En évaluant le taux, le Tribunal a conclu que les taux de l’Australie se situaient dans la partie inférieure de ceux d’autres pays. Parmi les pays où les taux sont plus bas, le Tribunal a choisi le Japon ainsi que les États-Unis – où le taux de redevance est effectivement nul. Aux États-Unis, les radiodiffuseurs terrestres paient les éditeurs et les auteurs-compositeurs pour l’utilisation des chansons, mais pas les labels ou les artistes pour l’utilisation des enregistrements. (Cependant, un effort actuellement soumis au Congrès américain vise à changer cela.)

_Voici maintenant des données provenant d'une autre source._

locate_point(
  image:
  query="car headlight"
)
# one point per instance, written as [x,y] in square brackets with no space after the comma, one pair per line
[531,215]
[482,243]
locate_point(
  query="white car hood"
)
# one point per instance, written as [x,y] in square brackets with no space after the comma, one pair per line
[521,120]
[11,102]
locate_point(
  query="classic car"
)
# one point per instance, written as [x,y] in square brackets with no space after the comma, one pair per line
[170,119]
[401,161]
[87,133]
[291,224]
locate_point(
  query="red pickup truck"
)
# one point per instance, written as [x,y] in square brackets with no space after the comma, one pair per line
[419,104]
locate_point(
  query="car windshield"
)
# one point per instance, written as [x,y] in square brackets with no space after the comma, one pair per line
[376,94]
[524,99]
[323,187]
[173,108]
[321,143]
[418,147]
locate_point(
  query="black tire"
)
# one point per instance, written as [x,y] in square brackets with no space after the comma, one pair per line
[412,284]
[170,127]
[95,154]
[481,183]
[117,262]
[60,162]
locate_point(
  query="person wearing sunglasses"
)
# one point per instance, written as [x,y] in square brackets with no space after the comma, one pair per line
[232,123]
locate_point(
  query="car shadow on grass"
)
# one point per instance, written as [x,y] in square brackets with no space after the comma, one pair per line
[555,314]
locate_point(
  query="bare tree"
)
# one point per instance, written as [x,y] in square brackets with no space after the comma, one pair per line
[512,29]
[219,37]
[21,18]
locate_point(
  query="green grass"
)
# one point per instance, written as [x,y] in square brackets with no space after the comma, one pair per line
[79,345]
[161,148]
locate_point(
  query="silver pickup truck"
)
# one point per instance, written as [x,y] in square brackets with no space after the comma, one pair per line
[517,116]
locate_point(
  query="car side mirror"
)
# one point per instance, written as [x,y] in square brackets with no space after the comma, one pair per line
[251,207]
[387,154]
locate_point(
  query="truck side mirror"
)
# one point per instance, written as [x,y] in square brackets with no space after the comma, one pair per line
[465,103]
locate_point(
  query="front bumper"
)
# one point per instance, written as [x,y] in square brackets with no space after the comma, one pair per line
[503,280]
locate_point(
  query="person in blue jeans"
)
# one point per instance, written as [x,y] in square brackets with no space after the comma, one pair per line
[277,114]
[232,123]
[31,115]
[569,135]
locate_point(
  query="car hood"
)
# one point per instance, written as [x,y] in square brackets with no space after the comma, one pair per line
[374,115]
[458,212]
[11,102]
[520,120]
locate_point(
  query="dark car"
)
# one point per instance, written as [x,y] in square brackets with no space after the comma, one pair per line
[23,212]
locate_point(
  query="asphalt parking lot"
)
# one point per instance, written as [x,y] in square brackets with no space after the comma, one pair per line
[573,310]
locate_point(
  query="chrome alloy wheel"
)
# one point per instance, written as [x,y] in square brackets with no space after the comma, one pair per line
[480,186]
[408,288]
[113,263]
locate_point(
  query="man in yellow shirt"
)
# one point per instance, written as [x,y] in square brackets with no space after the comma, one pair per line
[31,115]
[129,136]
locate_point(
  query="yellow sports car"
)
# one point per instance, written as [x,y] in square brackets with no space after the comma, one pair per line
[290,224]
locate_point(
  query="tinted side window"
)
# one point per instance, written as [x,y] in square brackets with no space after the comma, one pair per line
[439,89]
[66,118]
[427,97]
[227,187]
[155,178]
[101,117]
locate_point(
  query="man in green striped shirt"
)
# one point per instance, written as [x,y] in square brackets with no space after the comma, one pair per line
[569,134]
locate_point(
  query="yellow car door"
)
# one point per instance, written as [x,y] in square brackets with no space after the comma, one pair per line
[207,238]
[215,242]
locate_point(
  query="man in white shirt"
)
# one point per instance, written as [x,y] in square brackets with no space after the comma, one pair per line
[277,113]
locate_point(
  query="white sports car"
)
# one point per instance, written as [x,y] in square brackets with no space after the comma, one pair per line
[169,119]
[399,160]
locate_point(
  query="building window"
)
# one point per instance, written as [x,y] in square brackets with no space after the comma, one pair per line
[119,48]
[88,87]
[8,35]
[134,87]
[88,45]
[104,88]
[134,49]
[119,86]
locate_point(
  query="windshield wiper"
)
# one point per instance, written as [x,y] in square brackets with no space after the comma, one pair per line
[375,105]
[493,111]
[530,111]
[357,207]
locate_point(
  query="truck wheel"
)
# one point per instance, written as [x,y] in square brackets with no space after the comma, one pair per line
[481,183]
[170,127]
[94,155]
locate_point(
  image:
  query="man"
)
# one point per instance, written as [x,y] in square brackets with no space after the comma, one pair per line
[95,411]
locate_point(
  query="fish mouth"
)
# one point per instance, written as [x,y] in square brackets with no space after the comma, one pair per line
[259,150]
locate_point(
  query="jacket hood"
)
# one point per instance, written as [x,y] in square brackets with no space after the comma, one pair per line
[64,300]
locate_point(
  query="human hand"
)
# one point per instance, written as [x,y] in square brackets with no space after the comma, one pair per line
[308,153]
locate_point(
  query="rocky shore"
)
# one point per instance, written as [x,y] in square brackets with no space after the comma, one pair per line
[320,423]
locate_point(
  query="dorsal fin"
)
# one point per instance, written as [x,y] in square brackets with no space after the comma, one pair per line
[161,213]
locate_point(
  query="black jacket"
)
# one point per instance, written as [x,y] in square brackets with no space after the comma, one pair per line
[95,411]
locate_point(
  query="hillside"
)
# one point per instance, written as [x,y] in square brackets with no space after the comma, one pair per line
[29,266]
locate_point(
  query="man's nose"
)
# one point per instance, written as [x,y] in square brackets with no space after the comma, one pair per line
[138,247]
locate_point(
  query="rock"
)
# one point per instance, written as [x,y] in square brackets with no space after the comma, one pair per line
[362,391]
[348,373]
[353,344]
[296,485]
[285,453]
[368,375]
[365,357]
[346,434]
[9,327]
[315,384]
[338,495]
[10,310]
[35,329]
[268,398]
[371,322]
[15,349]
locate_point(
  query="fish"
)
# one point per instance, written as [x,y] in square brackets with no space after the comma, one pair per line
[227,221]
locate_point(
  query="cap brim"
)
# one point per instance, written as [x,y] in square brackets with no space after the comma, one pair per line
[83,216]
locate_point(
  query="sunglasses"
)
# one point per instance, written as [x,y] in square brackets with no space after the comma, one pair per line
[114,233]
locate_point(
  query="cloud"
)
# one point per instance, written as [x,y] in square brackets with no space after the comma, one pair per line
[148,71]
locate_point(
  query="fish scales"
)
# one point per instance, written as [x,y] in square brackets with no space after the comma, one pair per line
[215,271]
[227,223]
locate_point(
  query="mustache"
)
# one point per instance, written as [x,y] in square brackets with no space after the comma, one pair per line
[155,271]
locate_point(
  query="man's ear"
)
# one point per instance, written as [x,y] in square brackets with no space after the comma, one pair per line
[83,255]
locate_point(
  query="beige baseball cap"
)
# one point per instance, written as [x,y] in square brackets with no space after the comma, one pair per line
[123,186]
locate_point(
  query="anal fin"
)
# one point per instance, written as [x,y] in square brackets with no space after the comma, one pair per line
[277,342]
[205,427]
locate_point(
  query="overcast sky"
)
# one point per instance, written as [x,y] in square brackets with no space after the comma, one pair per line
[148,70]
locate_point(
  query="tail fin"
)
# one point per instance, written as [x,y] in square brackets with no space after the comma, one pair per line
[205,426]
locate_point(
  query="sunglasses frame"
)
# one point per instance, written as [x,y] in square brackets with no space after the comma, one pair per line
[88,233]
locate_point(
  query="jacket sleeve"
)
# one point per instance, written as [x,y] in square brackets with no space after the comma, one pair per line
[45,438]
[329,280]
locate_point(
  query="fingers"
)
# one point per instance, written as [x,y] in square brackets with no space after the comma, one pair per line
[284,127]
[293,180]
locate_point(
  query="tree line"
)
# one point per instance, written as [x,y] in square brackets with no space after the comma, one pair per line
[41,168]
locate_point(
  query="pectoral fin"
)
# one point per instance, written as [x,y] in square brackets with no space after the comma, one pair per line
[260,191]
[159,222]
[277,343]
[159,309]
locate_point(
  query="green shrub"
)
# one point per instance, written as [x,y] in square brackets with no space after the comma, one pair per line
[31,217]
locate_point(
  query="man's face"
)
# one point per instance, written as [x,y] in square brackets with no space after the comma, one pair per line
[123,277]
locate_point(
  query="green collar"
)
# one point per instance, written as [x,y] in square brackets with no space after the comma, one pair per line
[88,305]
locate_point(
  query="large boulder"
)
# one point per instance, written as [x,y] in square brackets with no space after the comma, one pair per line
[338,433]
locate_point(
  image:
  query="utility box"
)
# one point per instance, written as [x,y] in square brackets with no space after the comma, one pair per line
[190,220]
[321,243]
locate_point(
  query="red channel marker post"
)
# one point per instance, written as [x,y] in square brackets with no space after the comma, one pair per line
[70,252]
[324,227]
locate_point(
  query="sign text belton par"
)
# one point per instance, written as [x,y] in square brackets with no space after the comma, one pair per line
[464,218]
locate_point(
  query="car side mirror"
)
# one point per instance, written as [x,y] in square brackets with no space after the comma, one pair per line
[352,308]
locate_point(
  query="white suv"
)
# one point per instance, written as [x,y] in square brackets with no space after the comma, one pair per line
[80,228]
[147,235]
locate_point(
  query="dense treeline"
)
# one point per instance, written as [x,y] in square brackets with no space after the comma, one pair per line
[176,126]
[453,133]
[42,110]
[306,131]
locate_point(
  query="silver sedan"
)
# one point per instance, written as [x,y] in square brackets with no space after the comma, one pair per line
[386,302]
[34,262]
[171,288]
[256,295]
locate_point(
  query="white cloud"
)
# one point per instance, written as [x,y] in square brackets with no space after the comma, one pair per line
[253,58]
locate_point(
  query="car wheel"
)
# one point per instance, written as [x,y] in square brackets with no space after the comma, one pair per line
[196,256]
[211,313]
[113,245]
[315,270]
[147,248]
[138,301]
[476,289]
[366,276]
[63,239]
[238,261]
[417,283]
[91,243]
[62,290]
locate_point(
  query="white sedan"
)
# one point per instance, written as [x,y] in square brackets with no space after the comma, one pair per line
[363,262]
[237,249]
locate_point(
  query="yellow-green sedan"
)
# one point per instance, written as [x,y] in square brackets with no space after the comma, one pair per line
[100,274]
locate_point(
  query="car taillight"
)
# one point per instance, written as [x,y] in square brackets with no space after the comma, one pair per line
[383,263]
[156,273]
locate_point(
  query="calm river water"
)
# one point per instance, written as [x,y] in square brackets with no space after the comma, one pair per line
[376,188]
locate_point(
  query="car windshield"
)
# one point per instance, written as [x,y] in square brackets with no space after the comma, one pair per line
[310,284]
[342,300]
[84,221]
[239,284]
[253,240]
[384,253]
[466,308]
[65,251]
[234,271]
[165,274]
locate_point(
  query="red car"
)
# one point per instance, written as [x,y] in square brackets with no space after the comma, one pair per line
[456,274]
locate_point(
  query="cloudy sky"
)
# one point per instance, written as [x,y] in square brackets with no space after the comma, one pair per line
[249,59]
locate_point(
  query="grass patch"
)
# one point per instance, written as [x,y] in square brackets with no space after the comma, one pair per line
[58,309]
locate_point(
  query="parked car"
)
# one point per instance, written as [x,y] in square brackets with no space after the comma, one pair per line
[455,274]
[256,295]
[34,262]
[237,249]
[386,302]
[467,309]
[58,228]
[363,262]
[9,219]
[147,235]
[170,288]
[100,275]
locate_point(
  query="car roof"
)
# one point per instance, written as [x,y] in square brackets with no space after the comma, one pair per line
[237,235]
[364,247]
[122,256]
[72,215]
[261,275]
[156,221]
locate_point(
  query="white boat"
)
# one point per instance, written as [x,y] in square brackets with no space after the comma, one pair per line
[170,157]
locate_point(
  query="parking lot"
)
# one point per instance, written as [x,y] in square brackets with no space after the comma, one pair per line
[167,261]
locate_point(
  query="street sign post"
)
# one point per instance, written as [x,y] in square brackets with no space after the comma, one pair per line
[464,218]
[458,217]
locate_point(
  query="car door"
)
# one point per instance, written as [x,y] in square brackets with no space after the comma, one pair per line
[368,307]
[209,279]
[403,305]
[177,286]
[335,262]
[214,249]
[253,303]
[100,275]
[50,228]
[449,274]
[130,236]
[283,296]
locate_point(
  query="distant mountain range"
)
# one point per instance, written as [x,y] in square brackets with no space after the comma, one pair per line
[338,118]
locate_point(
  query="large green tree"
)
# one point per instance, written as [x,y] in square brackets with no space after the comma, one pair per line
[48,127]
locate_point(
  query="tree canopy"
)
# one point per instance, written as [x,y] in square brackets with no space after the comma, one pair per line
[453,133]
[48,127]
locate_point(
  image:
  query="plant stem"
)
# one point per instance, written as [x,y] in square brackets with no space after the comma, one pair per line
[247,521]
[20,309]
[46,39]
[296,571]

En réponse à la décision rendue mercredi 14 janvier, le groupe australien de l’industrie de la musique enregistrée PPCA a déclaré que la décision renforçait ses inquiétudes concernant le plafond de 1% sur les taux de redevances radio en vertu de la loi australienne. Il a déclaré que le Tribunal n’était pas en mesure de faire des comparaisons suffisamment utiles avec les taux de redevances dans d’autres pays parce que ces autres pays n’ont pas de plafond sur ce que les radiodiffuseurs peuvent payer.

« Le raisonnement du Tribunal indique clairement, sans équivoque, que le plafond de 1 % a été un facteur décisif tout au long de la décision et a restreint la capacité des artistes australiens à recevoir des redevances de diffusion d’enregistrements sonores comparables à celles d’autres marchés », a déclaré le président-directeur général de la PPCA. Troupeau Annabelle dit.

« Bien que le Tribunal ait accepté un certain nombre d’arguments de la PPCA, notamment que la valeur promotionnelle de la radio commerciale a considérablement diminué et que l’utilisation de la musique enregistrée par le secteur s’est développée, l’existence du plafond limitait nécessairement la mesure dans laquelle le tarif pouvait évoluer.

« Le plafond de 1 % a été un facteur décisif tout au long de la décision et a restreint la capacité des artistes australiens à percevoir des redevances de diffusion d’enregistrements sonores comparables à celles d’autres marchés. »

Troupeau Annabelle, PPCA

Cette décision marque la première fois en un quart de siècle qu’un nouvel accord est conclu entre les radiodiffuseurs australiens et les maisons de disques.

Le dernier accord de la PPCA avec Radio commerciale et audio (ARC), le groupe de l’industrie de la radiodiffusion, a été signé en 1999 et a expiré en 2003. Au cours des années suivantes, l’accord de redevances a été prolongé de mois en mois jusqu’en 2022, lorsque la PPCA a informé l’ARC qu’elle mettrait fin à l’accord à compter de juin 2023.

Lors des négociations avec le tribunal, la PPCA avait proposé un taux de redevance variable pour les stations de radio, en fonction de la part de leur contenu constituée de musique. Le taux s’élèverait au maximum à 1 % des revenus bruts pour les stations de radio dont le contenu est composé à plus de 45 % de musique.

Cependant, le Tribunal a rejeté cette approche, choisissant plutôt de maintenir l’arrangement selon lequel un pourcentage de l’ensemble des revenus de l’industrie de la radiodiffusion serait versé sous forme de redevances aux titulaires de droits d’enregistrement.

Dans sa déclaration, la PPCA a déclaré qu’elle continuerait à faire pression pour la suppression du plafond de 1 %.